How does the capacity of std::vector grow automatically? What is the rate?
Asked Answered
R

7

40

I had been going through the Book: C++ Primer, Third Edition By Stanley B. Lippman, Josée Lajoie, found 1 mistake in the program given under the Article 6.3 How a vector Grows Itself, this program missed a "<" in the couts:

#include <vector>
#include <iostream>

using namespace std;

int main() {
    vector<int> ivec;
    cout < "ivec: size: " < ivec.size() < " capacity: "  < ivec.capacity() < endl;
    
    for (int ix = 0; ix < 24; ++ix) {
        ivec.push_back(ix);
        cout < "ivec: size: " < ivec.size()
        < " capacity: "  < ivec.capacity() < endl;
    }    
}

Later within that article:

"Under the Rogue Wave implementation, both the size and the capacity of ivec after its definition are 0. On inserting the first element, however, ivec's capacity is 256 and its size is 1."

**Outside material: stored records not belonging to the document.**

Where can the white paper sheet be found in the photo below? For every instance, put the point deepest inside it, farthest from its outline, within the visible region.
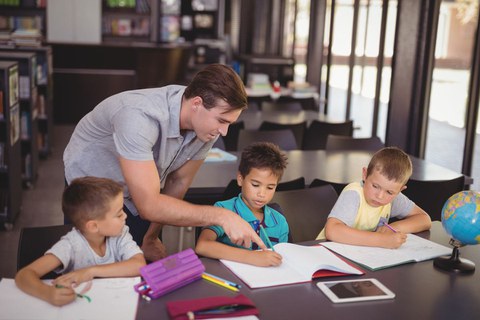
(111, 298)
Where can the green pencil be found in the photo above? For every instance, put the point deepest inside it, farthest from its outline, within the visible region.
(266, 237)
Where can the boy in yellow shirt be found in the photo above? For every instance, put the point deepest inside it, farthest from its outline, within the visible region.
(360, 215)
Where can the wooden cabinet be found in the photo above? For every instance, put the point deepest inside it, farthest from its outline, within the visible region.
(10, 145)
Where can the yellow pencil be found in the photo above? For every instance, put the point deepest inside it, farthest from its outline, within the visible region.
(204, 276)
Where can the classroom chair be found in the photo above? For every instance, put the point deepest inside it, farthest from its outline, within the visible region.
(315, 137)
(337, 142)
(289, 106)
(231, 139)
(306, 210)
(283, 138)
(298, 129)
(232, 189)
(338, 187)
(34, 241)
(432, 195)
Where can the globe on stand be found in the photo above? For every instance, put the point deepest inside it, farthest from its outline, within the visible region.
(461, 220)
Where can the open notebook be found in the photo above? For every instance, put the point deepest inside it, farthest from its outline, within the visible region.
(299, 264)
(415, 249)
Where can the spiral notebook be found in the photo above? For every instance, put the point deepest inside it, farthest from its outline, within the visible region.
(299, 264)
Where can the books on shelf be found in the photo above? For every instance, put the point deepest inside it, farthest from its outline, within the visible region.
(415, 249)
(218, 155)
(299, 264)
(27, 37)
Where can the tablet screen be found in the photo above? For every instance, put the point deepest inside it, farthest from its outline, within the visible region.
(355, 290)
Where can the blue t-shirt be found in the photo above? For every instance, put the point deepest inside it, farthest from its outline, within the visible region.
(274, 223)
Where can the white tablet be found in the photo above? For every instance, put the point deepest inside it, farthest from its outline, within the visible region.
(355, 290)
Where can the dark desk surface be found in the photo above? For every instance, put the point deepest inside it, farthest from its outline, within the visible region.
(253, 119)
(422, 292)
(332, 166)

But, on correcting and running the code i get the following output:


ivec: size: 0 capacity: 0
ivec[0]=0 ivec: size: 1 capacity: 1
ivec[1]=1 ivec: size: 2 capacity: 2
ivec[2]=2 ivec: size: 3 capacity: 4
ivec[3]=3 ivec: size: 4 capacity: 4
ivec[4]=4 ivec: size: 5 capacity: 8
ivec[5]=5 ivec: size: 6 capacity: 8
ivec[6]=6 ivec: size: 7 capacity: 8
ivec[7]=7 ivec: size: 8 capacity: 8
ivec[8]=8 ivec: size: 9 capacity: 16
ivec[9]=9 ivec: size: 10 capacity: 16
ivec[10]=10 ivec: size: 11 capacity: 16
ivec[11]=11 ivec: size: 12 capacity: 16
ivec[12]=12 ivec: size: 13 capacity: 16
ivec[13]=13 ivec: size: 14 capacity: 16
ivec[14]=14 ivec: size: 15 capacity: 16
ivec[15]=15 ivec: size: 16 capacity: 16
ivec[16]=16 ivec: size: 17 capacity: 32
ivec[17]=17 ivec: size: 18 capacity: 32
ivec[18]=18 ivec: size: 19 capacity: 32
ivec[19]=19 ivec: size: 20 capacity: 32
ivec[20]=20 ivec: size: 21 capacity: 32
ivec[21]=21 ivec: size: 22 capacity: 32
ivec[22]=22 ivec: size: 23 capacity: 32
ivec[23]=23 ivec: size: 24 capacity: 32

Is the capacity increasing with the formula 2^N where N is the initial capacity? Please explain.

Rarotonga answered 8/3, 2011 at 12:6 Comment(0)
F
99

The rate at which the capacity of a vector grows is required by the standard to be exponential (which, IMHO, is over-specification). The standard specifies this in order to meet the amortized constant time requirement for the push_back operation. What amortized constant time means and how exponential growth achieves this is interesting.

Every time a vector's capacity is grown the elements need to be copied. If you 'amortize' this cost out over the lifetime of the vector, it turns out that if you increase the capacity by an exponential factor you end up with an amortized constant cost.

This probably seems a bit odd, so let me explain to you how this works...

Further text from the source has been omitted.